Quick Start and Full Example

Lucas Czech edited this page Jul 19, 2024 · 39 revisions

This page is meant for the impatient.

Get grenepipe

Simply download grenepipe to somewhere. We recommend to use a release version, so that you have a stable point of reference. No installation is needed - just extract the files to somewhere.

You will furthermore need one of conda / miniconda / anaconda / mamba / micromamba. At the moment, we recommend micromamba, as that seems to be the easiest to install. However, the whole conda ecosystem is rather fast moving, fragile, and unpredictable, so just use whatever is working at the moment. On computer clusters, this might already be available as a module, or you can install it locally for your user. We highly recommended to use mamba (or micromamba) instead of conda, for speed. We will then use that to install and run Snakemake, which is the backend that grenepipe runs in.

Preparing the environment

Snakemake, conda/mamba, python, pandas, and numpy are notorious for causing trouble when mixing their versions. We make sure to always use the same versions of these tools by running the main pipeline in an environment of its own, instead of using your local versions of the tools.

First, install micromamba locally or on your cluster. Then, use that to install and activate the grenepipe environment, from within the main grenepipe directory:

# Create and activate a conda environment for running snakemake.
cd /path/to/grenepipe
micromamba env create -f workflow/envs/grenepipe.yaml
micromamba activate grenepipe

Instead of micromamba, you can also use mamba or conda, depending on which one you decided to use.

Example dataset

We provide a small test/exemplary data set at grenepipe/example. This contains the files minimally needed to run the pipeline:

  • samples.tsv: table listing all input fastq files.
  • samples/*.fastq.gz: actual sequence data, referenced from the table.
  • TAIR10_chr_all.fa.gz: reference genome (here, Arabidopsis thaliana).
  • known-variants.vcf.gz: to constrain the variant calling process. This file is based on the 1001 Genomes dataset, and imputed and subset to serve for exemplary and test purposes.
  • Lastly, a config.yaml file is needed to set up which input files, tools, and settings we are using. The main grenepipe directory contains the base config file, which we will use.

We now need to prepare the config.yaml file for the example, by adjusting the file paths to the fastq files in the samples.tsv, which need to fit with where grenepipe is located.

Simply call

# Prepare the config.yaml and samples.tsv as described above.
./example/prepare.sh 

which copies the config/config.yaml to the example directory, and adjusts the paths in the two files as needed. All other settings are left at their defaults.

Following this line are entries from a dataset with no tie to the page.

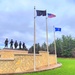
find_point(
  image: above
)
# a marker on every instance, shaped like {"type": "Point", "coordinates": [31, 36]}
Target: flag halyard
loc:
{"type": "Point", "coordinates": [41, 12]}
{"type": "Point", "coordinates": [51, 15]}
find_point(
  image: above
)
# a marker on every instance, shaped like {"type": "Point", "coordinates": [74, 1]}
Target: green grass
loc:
{"type": "Point", "coordinates": [67, 68]}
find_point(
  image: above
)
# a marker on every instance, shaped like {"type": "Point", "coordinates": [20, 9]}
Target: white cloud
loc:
{"type": "Point", "coordinates": [17, 19]}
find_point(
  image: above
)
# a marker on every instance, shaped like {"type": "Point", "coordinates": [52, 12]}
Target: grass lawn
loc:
{"type": "Point", "coordinates": [67, 68]}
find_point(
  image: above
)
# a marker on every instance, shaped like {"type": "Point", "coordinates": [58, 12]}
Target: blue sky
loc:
{"type": "Point", "coordinates": [17, 20]}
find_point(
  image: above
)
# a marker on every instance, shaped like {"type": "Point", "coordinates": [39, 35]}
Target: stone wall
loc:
{"type": "Point", "coordinates": [14, 61]}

NB: Note that we are using Arabidopsis thaliana as a small exemplary genome here; the pipeline is however agnostic to the species under study.

Running the pipeline

The data can then be fully analyzed by running the following command from the main grenepipe directory:

# Run the pipeline!
snakemake --use-conda --directory example/

to run the actual pipeline. That's it.

[Expand] A note on grenepipe < v0.13.0

In grenepipe v0.13.0, we upgraded from Snakemake v6 to Snakemake v8, which now by default uses --conda-frontend mamba and also sets the number of compute cores to use by default, instead of having to specify, e.g., --cores 4. If you are still using an older grenepipe before v0.13.0, you will have to add both options to the above command.

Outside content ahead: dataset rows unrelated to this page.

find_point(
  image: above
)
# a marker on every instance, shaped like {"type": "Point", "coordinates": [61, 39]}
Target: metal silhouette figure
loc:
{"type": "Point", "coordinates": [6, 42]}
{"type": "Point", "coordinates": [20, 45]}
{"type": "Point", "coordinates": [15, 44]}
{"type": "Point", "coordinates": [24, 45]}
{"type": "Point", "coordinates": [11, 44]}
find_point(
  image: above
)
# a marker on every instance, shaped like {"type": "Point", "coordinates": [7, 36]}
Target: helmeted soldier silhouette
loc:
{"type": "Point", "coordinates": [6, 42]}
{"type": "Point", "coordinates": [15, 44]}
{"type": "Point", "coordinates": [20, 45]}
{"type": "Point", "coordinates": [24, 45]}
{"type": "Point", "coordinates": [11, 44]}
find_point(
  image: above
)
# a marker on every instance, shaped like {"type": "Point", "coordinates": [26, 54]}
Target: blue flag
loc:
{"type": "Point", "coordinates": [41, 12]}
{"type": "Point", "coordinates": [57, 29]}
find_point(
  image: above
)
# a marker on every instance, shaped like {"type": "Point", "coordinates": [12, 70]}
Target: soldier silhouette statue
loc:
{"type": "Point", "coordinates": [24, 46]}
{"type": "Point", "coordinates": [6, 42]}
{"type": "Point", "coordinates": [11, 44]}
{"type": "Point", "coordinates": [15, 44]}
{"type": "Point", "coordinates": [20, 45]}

Note: Snakemake always needs to be run from within the directory where you downloaded grenepipe to; you then always specify where your config file is (and hence, where the output files are produced) via the --directory option.

The most important outputs of this are:

  • The calling/filtered-all.vcf.gz final variant call file (excluding SnpEff and VEP annotations).
  • The qc/multiqc.html MultiQC quality control statistics report.

See Setup and Usage for more details.